# I have Scuds!!! HELP!!!



## flipside25 (Jun 29, 2011)

Hey guys, I need some help.

I was gravel vacuuming my tank during my water change and noticed a bunch of these little white shrimp like inverts in my gravel. I sucked a few up because i wanted to take a closer look. I did some research and their called scuds apparently they hitch hiked on plants -___- Great just my luck, and I thought snails were bad. These guys just hide in my gravel and ive never actually see them crawl around unless i vacuum the gravel. I know they are not harmful, but their just annoying, help me get rid of them.

Help Me Please!:frown:


----------



## WallaceGrover (Jan 15, 2011)

Why are they such a problem if they don't do harm and you didn't even notice them until now, they must not be that visible?


----------



## aznartist34 (Nov 19, 2010)

Free fish food


----------



## hedge_fund (Jan 1, 2006)

Leave them alone. They are good for your tank


----------



## hydrophyte (Mar 1, 2009)

Scuds are usually beneficial.

The ones that your fish don't get will eat extra fish food and help to keep your tank clean.


----------



## scags (Sep 22, 2003)

Scuds aren't bad, but if you want to get rid of them just get some Scarlet Badis or Pygmy Sunfish. They are great little hunters.


----------



## DogFish (Jul 16, 2011)

I let my Betta go on Safari hunting scuds in my Plant grow out tanks. Scuds are a sign of a healthy tank.


----------



## ptr (Sep 23, 2011)

Don't scuds eat plants though ?


----------



## flipside25 (Jun 29, 2011)

I know they are harmless but i just want something to feast on them. I have dwarf rainbows, bloodfin tetras and pygmy corys. I wanted to see wat fish would eat em. At my lfs they said try some gobys, or small loaches.


----------



## DogFish (Jul 16, 2011)

My Betta is a HMPK pretty fast guy as he doesn't have the over done finnage. He's pretty cool to watch as he's stalking on the hunt.


----------



## flipside25 (Jun 29, 2011)

I dont think my betta would do so well with the tetras and rainbows. I was looking into bumblebee gobys heard they hunt these things


----------



## Steve001 (Feb 26, 2011)

flipside25 said:


> Hey guys, I need some help. Help Me Please!:frown:


I had scuds once. Went to the doctor and she gave me some ointment and it cleared right up.

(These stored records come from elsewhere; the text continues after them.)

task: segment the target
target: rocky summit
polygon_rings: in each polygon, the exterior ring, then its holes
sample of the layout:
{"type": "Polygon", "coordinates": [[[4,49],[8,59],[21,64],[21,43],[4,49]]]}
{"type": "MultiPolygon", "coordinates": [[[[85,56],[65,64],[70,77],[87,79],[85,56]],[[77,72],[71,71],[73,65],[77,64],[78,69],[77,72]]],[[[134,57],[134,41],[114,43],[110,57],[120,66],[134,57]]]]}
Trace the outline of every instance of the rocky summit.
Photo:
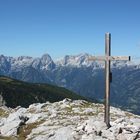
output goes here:
{"type": "Polygon", "coordinates": [[[111,127],[104,106],[64,99],[28,108],[0,108],[1,140],[140,140],[140,116],[111,107],[111,127]]]}

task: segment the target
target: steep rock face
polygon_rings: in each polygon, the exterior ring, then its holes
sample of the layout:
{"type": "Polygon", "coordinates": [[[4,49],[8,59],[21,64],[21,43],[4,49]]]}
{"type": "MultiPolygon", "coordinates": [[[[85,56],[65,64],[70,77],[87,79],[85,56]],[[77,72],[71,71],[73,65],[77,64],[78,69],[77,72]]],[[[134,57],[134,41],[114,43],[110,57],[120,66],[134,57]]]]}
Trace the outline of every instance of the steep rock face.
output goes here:
{"type": "MultiPolygon", "coordinates": [[[[89,54],[67,55],[54,62],[48,54],[41,58],[0,57],[0,74],[34,83],[51,83],[88,98],[104,100],[104,62],[89,61],[89,54]],[[102,88],[101,88],[102,87],[102,88]]],[[[140,114],[140,63],[111,63],[111,104],[140,114]]]]}
{"type": "Polygon", "coordinates": [[[111,127],[104,123],[102,104],[64,99],[28,108],[1,107],[0,138],[26,140],[140,139],[140,117],[111,107],[111,127]]]}

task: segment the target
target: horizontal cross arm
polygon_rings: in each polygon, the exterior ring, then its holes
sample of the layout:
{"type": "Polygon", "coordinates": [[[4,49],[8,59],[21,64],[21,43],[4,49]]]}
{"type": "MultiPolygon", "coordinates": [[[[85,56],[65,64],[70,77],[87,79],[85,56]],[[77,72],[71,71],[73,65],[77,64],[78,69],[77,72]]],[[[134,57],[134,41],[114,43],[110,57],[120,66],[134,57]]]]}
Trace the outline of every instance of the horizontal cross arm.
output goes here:
{"type": "Polygon", "coordinates": [[[130,61],[130,56],[92,56],[89,57],[89,61],[117,61],[117,60],[122,60],[122,61],[130,61]]]}

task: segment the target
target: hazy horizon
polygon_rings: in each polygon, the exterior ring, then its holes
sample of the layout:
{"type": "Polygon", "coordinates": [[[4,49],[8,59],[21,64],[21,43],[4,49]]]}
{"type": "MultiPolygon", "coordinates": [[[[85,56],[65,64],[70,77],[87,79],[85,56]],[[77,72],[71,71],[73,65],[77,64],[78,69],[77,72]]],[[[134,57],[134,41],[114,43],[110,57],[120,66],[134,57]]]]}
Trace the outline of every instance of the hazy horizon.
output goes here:
{"type": "Polygon", "coordinates": [[[0,54],[104,55],[110,32],[112,55],[140,57],[139,5],[138,0],[0,1],[0,54]]]}

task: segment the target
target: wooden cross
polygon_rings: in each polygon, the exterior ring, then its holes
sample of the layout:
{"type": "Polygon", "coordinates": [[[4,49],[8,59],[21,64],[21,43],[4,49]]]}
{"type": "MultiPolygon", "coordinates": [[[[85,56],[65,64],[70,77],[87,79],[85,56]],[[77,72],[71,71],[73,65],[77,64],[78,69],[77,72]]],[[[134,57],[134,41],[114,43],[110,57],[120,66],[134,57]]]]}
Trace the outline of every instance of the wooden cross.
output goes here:
{"type": "Polygon", "coordinates": [[[112,73],[110,72],[110,62],[114,60],[130,61],[130,56],[111,56],[111,34],[105,34],[105,56],[92,56],[90,61],[105,61],[105,115],[104,121],[110,127],[110,83],[112,81],[112,73]]]}

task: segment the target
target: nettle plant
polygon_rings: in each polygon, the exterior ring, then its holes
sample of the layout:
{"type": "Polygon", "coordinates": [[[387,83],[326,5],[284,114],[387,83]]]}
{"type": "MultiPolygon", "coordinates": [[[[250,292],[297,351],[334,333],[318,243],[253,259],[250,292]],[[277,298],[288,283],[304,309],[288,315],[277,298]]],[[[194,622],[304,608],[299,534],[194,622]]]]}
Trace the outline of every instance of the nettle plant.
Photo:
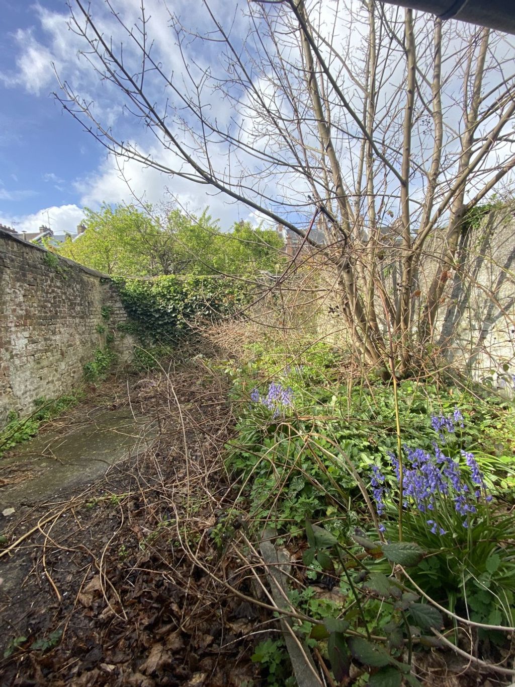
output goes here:
{"type": "Polygon", "coordinates": [[[492,502],[474,454],[460,448],[461,411],[433,415],[431,426],[431,451],[404,445],[400,456],[388,452],[389,466],[372,466],[378,529],[428,552],[413,577],[431,598],[476,622],[512,626],[513,518],[492,502]]]}

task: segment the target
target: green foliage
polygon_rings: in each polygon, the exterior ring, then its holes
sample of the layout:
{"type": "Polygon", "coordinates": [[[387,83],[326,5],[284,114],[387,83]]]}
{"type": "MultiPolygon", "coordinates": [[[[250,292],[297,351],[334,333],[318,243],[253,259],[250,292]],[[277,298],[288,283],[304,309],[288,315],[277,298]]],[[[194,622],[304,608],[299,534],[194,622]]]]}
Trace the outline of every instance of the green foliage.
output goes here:
{"type": "Polygon", "coordinates": [[[249,302],[242,282],[174,275],[118,282],[132,322],[124,328],[152,344],[176,341],[191,326],[237,312],[249,302]]]}
{"type": "Polygon", "coordinates": [[[27,641],[27,638],[20,635],[19,637],[14,637],[12,639],[10,640],[8,642],[7,646],[3,652],[3,657],[8,658],[12,656],[12,654],[17,651],[18,649],[25,643],[27,641]]]}
{"type": "Polygon", "coordinates": [[[10,413],[8,424],[0,431],[0,458],[9,449],[34,436],[43,423],[73,407],[82,397],[82,392],[78,390],[58,398],[36,398],[34,401],[36,409],[23,420],[19,418],[17,413],[10,413]]]}
{"type": "Polygon", "coordinates": [[[64,261],[59,260],[58,256],[53,251],[47,251],[43,256],[43,262],[47,267],[51,267],[63,279],[67,278],[69,268],[65,264],[64,261]]]}
{"type": "Polygon", "coordinates": [[[93,353],[93,360],[84,366],[84,377],[88,382],[96,382],[104,379],[117,356],[108,346],[97,348],[93,353]]]}
{"type": "Polygon", "coordinates": [[[291,677],[292,667],[288,653],[284,649],[284,640],[265,640],[256,646],[252,656],[253,663],[262,667],[264,684],[270,687],[294,687],[295,679],[291,677]]]}
{"type": "Polygon", "coordinates": [[[48,637],[42,637],[41,639],[36,640],[30,645],[30,648],[33,651],[47,651],[59,644],[62,636],[62,630],[54,630],[54,632],[50,633],[48,637]]]}
{"type": "Polygon", "coordinates": [[[165,217],[155,209],[104,203],[98,212],[86,208],[86,230],[68,237],[53,250],[106,274],[122,277],[167,274],[244,275],[277,271],[284,257],[276,232],[249,223],[222,232],[205,211],[199,216],[172,210],[165,217]]]}
{"type": "MultiPolygon", "coordinates": [[[[290,546],[297,541],[302,548],[304,585],[291,590],[290,600],[311,619],[298,631],[317,643],[336,680],[347,679],[352,663],[367,684],[418,684],[410,673],[413,653],[434,647],[431,629],[441,629],[448,618],[407,577],[393,576],[396,566],[430,598],[464,618],[514,624],[512,403],[492,390],[442,379],[402,381],[396,395],[380,380],[369,379],[366,385],[350,380],[344,357],[332,347],[319,344],[309,350],[298,341],[293,348],[255,344],[244,364],[225,367],[237,408],[227,468],[244,485],[241,502],[248,521],[257,523],[256,537],[266,521],[289,536],[290,546]],[[281,414],[263,401],[271,381],[288,389],[293,399],[281,414]],[[472,453],[493,501],[477,497],[468,527],[443,493],[434,511],[424,513],[415,502],[401,505],[400,540],[398,479],[389,455],[398,450],[396,412],[404,451],[431,451],[442,444],[432,416],[452,416],[457,407],[462,426],[445,438],[442,450],[460,466],[474,494],[477,487],[461,452],[472,453]],[[385,475],[384,534],[370,508],[372,466],[385,475]],[[432,531],[428,519],[444,532],[432,531]],[[304,521],[305,532],[299,524],[304,521]],[[310,586],[328,579],[338,590],[331,600],[317,598],[310,586]]],[[[489,640],[480,630],[479,636],[505,649],[507,640],[499,634],[489,640]]]]}

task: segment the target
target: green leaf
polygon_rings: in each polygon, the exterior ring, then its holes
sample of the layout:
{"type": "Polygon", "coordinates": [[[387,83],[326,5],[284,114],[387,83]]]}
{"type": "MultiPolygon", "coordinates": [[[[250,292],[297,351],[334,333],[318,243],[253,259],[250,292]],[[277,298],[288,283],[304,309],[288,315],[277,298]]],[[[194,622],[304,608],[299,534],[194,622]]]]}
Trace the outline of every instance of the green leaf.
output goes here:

Scuds appear to be harmless. They will eat uneaten food. They are scavengers.


----------



## ADA (Dec 31, 2010)

They're absolutely NOT "harmless", because:

a. They eat plants (mosses to be specific). 

b. they compete with CRS and other shrimp for food

c. They attack shrimp after they've molted and are less protected by the shell (and they also attack baby shrimps)

d. They're UGLY! Isn't the whole point of an aquarium aesthetics? They damage the aesthetics crawling around everywhere, they're nasty little creatures. The cockroach of aquariums. Yuk

Okay, now.. how do I get rid of them?? :confused1:


----------



## trueblu8 (Mar 3, 2012)

Hey Ada I know your post is a few months old and that you've probably already taken care of it, but I'm going to leave you a link here that deals with this very issue. And I am in agreement with you. At first I thought they were harmless, but after few months passed I very quickly changed my mind.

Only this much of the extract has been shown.